Thursday, November 5, 2009
Sherwood Brothers: Under the Radar
Almost two decades ago, I wrote an article entitled “Who Made America’s Whiskey Ceramics?” At that time I was convinced that most, if not all, of the fancy jugs and bottles were made in Scotland or England and shipped to our shores. Alan Blakeman, the leading guru on British bottles, disagreed. He argued that the U.S. must have had
pottery firms with the capability of designing and executing even intricate transfer designs. Alan was right.
I saw the proof for myself in 1998. It was a small stoneware crock, a salesman's sample for the Sherwood Bros. Pottery of New Brighton, Pennsylvania. Shown here in a detail, the crock is drawn with an elegance and precision equal to anything the “Old World” could produce.

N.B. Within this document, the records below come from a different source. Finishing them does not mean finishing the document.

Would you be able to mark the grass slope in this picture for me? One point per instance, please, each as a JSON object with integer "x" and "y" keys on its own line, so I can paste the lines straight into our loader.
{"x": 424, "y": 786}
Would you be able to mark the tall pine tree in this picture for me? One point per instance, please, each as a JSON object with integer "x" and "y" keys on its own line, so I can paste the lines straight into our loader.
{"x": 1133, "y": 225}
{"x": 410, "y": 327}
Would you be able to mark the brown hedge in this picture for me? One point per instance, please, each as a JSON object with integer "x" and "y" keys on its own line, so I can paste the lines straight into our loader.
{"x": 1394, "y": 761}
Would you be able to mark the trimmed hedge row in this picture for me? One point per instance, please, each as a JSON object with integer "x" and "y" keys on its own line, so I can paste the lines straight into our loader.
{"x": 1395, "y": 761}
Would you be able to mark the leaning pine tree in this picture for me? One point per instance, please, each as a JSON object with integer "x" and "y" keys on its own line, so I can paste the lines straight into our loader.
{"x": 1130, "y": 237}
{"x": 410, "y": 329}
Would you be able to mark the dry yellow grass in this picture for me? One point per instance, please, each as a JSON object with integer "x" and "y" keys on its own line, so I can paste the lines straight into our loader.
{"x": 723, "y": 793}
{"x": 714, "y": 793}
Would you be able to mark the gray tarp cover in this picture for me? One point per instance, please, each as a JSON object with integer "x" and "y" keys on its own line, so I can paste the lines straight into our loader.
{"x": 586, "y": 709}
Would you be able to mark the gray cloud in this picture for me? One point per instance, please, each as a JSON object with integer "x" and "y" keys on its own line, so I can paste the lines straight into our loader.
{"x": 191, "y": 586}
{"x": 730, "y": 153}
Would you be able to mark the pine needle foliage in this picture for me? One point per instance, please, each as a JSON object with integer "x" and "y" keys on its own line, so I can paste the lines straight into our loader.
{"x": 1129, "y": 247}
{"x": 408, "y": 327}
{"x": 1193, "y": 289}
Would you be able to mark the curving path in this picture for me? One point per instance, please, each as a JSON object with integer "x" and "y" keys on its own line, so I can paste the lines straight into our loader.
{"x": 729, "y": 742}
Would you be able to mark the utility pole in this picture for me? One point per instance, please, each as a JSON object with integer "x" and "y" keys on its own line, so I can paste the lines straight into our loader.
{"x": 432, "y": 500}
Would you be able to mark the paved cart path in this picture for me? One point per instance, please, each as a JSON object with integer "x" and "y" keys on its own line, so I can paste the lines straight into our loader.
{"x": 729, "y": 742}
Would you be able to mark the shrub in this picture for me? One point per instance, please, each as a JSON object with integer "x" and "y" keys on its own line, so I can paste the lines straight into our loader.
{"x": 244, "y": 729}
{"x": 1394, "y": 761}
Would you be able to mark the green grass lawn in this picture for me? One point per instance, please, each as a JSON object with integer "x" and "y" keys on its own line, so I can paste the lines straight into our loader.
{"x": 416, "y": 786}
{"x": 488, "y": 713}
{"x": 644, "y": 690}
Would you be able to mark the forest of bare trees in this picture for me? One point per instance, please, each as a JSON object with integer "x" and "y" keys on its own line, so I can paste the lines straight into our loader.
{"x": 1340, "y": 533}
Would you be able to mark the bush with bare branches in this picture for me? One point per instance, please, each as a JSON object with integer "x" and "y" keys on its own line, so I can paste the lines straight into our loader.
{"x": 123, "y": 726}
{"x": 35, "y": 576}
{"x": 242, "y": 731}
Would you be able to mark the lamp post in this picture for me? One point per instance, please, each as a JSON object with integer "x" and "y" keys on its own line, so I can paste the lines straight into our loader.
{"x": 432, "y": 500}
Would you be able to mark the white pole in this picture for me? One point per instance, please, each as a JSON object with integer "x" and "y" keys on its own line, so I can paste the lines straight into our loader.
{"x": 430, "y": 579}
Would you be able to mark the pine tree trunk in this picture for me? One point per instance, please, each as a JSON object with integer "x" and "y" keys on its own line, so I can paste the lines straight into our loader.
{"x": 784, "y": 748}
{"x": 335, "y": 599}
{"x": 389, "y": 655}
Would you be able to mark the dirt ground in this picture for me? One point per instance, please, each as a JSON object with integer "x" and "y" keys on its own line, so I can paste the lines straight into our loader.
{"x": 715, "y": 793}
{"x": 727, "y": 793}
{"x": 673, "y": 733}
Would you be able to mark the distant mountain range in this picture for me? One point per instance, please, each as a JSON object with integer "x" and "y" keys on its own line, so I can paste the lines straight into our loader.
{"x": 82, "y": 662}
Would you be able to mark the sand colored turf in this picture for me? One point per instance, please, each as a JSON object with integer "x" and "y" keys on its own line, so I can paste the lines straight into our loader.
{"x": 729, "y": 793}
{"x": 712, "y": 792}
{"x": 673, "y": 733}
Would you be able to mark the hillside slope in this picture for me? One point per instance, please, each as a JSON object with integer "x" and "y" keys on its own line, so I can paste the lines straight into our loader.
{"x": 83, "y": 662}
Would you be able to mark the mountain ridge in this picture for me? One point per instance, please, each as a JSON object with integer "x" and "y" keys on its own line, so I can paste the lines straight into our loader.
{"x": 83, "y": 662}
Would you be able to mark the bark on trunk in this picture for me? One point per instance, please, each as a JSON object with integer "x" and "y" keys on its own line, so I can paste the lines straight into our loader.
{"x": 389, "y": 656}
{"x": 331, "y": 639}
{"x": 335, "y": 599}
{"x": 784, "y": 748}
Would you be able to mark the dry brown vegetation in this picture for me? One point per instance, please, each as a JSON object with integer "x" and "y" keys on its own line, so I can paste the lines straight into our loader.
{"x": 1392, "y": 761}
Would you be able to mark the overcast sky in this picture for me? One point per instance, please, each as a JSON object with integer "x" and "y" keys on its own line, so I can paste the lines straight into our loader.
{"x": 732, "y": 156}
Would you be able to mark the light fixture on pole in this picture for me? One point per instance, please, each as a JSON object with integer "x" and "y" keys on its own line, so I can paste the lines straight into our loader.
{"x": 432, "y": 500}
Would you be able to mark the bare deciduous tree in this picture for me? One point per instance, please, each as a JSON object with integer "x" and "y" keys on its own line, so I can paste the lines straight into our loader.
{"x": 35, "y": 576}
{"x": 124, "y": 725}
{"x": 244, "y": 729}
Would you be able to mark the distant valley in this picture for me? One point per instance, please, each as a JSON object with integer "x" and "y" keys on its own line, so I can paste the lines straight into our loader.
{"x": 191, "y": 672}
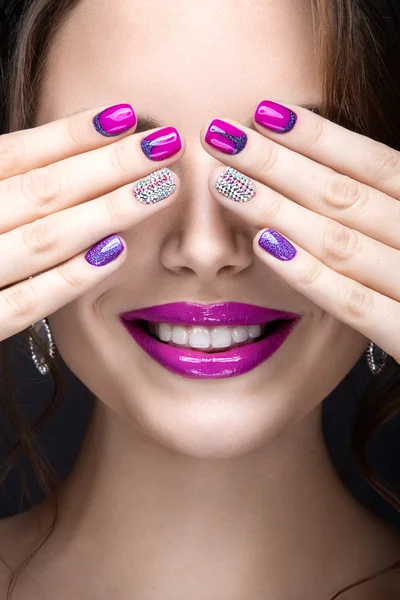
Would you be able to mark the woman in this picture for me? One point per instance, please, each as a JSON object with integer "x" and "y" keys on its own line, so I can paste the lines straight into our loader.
{"x": 214, "y": 257}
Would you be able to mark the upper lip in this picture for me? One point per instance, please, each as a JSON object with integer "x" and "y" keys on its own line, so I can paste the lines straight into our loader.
{"x": 223, "y": 313}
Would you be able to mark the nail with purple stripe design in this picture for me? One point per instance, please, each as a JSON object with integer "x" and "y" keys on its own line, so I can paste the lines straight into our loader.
{"x": 275, "y": 117}
{"x": 115, "y": 120}
{"x": 162, "y": 144}
{"x": 225, "y": 137}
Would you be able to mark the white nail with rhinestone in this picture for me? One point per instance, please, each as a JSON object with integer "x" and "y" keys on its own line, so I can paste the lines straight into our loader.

The ad copy on the item offers to provide underglaze transfer printed items of equal perfection to Sherwood Brothers clients.
With about 7,000 population New Brighton is nestled in the western Appalachian mountains not far from Pittsburgh. Founded in 1815 and shown here in an 1883 sketch, the town is situated on a bluff on the west bank of the Beaver River. Because of good clay sources in the region, the town spawned a number of ceramic manufacturers. About 1879, the Sherwood brothers, G.W. and W.D., founded their pottery. By 1895 they were employing as many as 140 workers and had the capacity to produce two railroad carloads of pottery per day. Their success extended into the 20th Century.
For most of its existence Sherwood Brothers had a highly skilled force of pottery workers and artisans. Unlike other American potteries of the time, this firm had mastered the art of the underglaze transfer. This process requires great skill and precision. Sherwood Brothers boasted of its “Sherwood Ware” as a “decidedly superior line, made up in a decidedly superior way.” Its transfer work, the company said, was accomplished “from fine designs cut in copper, bringing out patterns than cannot possibly be reproduced by a rubber stamp.” Stamping was a more commonly used, and cruder, method of inking a design or label on pottery. The firm bragged about its workforce: “Sherwood artists, experts who devote all their time to this work, are constantly producing some strikingly beautiful results.”
A catalog from early in that period shows Sherwood Bros. Company offering a wide range of stoneware items, including whiskey jugs, stoneware bottles, inks, canning jars, jelly crocks, mugs and steins, pitchers, teapots, stacking bowls, cuspidors, match scratchers, and water coolers, chicken watering fonts, ice tubs, butter and preserve jars and -- not to be overlooked -- chamber pots. Shown here are examples of their jugs.
Because a major component of the firm’s trade was whiskey containers, the arrival of Prohibition in 1920 was serious blow to its business. This shock was compounded by the onset of the Great Depression a few years later. Business directories indicate that by 1931 the number of employees had dwindled to 40 and by 1935 was only 35. About 1939 Sherwood Bros. went out of business.
Other defunct potteries such as those in Red Wing, Minnesota; Knowles, Taylor & Knowles in East Liverpool, Ohio; and White’s of Utica, New York, have continued to attracted the attention of generations of collectors to their ceramic containers. Sherwood Brothers, perhaps because they did not always mark their products, consistently have flown below the collector radar. As America’s foremost transfer printing pottery of the 19th and 20th Centuries, they deserve a much better fate.